# Favourite composer.



## Lisztian (Oct 10, 2011)

I made a similar sort of thread in the Solo/chamber music forum, except for just piano music, and for five composers. For this thread...Do you have an absolute favourite composer? Who is he? And what are your favourite 10 (or however many you want, i'm going to do 10) works by him?

I'll start.

Franz Liszt.

Including Cycles/multiple works.

1. Piano Sonata in B Minor.
2. Eine Faust-Symphonie.
3. Années de pèlerinage.
4. Douze études d'exécution transcendante.
5. 13 Poème symphoniques (an uneven set, but the best works are terrific. My favourites are Tasso, Lamento e Trionfo, Les Préludes, Orpheus, Mazeppa, Héroïde funèbre, Hamlet, Hunnenschlacht, Von der Wiege bis zum Grab, and I like all the others except Die Ideale).
6. Eine Symphonie zu Dante's Divina Commedia.
7. 2 Piano Concerti, Totentanz.
8. Harmonies poétiques et religieuses. 
9. 2 Ballades.
10. Fantasy and Fugue on the chorale Ad nos, ad salutarem undam, for Organ. 

No cycles.

1. Piano Sonata in B Minor.
2. Eine Faust-Symphonie.
3. Eine Symphonie zu Dante's Divina Commedia.
4. Après une lecture du Dante: Fantasia Quasi Sonata.
5. Vallée d'Obermann.
6. Piano Concerto No. 2.
7. Les Préludes.
8. Chasse-Neige.
9. Ballade No. 2.
10. Bénédiction de Dieu dans la solitude.

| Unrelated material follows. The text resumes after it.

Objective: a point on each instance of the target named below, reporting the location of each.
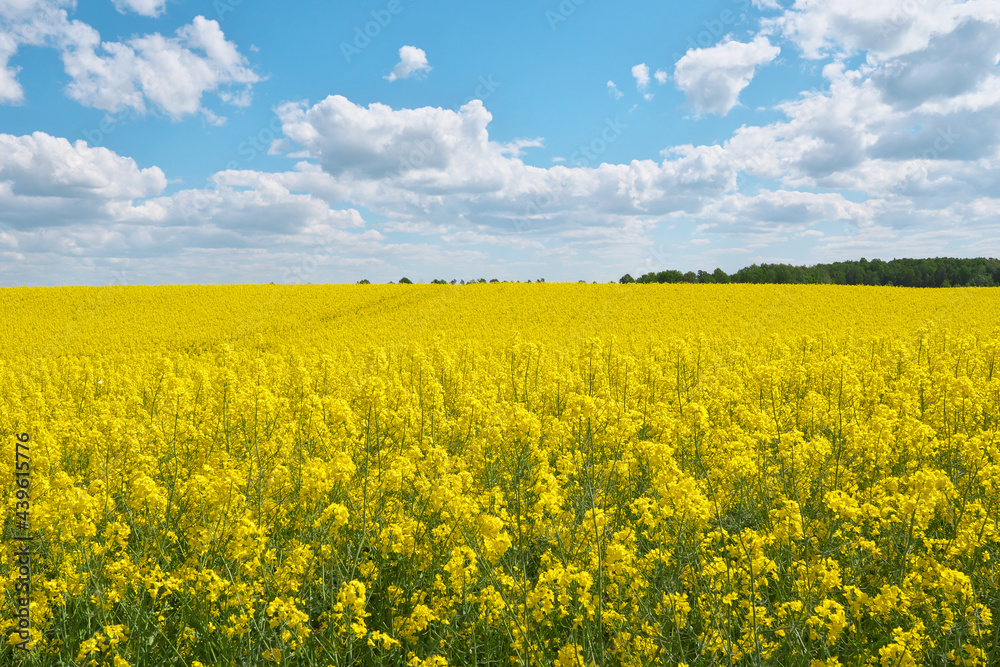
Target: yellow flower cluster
(542, 475)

Ask me tomorrow and it'd likely be WAY different  In fact I may alter it every now and then.

What about you guys?


----------



## Dodecaplex (Oct 14, 2011)

*Johann Sebastian Bach*

Entire Works:

1. The Art of Fugue
2. Goldberg Variations
3. Mass in B minor
4. St. Matthew Passion
5. Cantata BWV 131
6. St. John Passion
7. Cantata BWV 111
8. Partita No. 4
9. WTC II
10. Christmas Oratorio

Single movements/works:

1. Contrapunctus XIV - Art of the Fugue
2. Contrapunctus V - Art of the Fugue
3. Contrapunctus VIII - Art of the Fugue
4. Kyrie - Mass in B minor
5. Contrapunctus XI - Art of the Fugue
6. Dona Nobis Pacem - Mass in B minor
7. Contraupunctus IV - Art of the Fugue
8. Contrapunctus IX - Art of the Fugue
9. Contrapunctus XII - Art of the Fugue
10. Contrapunctus I - Art of the Fugue


----------



## Huilunsoittaja (Apr 6, 2010)

Well, might as well go with the obvious...

Glazunov

Favorite 10
1. Symphony No. 4
2. The Seasons
3. Raymonda
4. Symphony No. 5
5. Lyric Poem for Orchestra Op. 11
6. Piano Concerto No. 1
7. Violin Concerto
8. Mazurka for Orchestra Op. 18
9. Stenka Razin Op. 12
10. Scenes de Ballet Op. 52

Honorable Mentions
1. From the Middle Ages, suite for Orchestra Op. 78
2. Symphony No. 3
3. Piano Concerto No. 2
4. Chant du Menestrel for Cello and Orchestra
5. The Sea Op. 28


----------



## Vaneyes (May 11, 2010)

I'm indecisive, and haven't used my voucher yet.


----------



## Olias (Nov 18, 2010)

Gotta be Dvorak for me.

Cello Concerto
Symphony 9
Symphony 8
Symphony 7
Violin Concerto
American Quartet
Slavonic Dances
Piano Quintet in A
Symphony 6
Symphony 5
Serenade for Winds
String Quartet 14
(and more)


----------



## Sid James (Feb 7, 2009)

These day's it's been *Leonard Bernstein *(as composer, that is, he had many other "hats" - pianist, conductor, TV personality, teacher, etc.). I esp. like the way he could do both "serious" and "lighter" musics, and I don't think he cared for these distinctions much, all of his music has a strong dramatic element which I think is the thing that holds all his different strands together.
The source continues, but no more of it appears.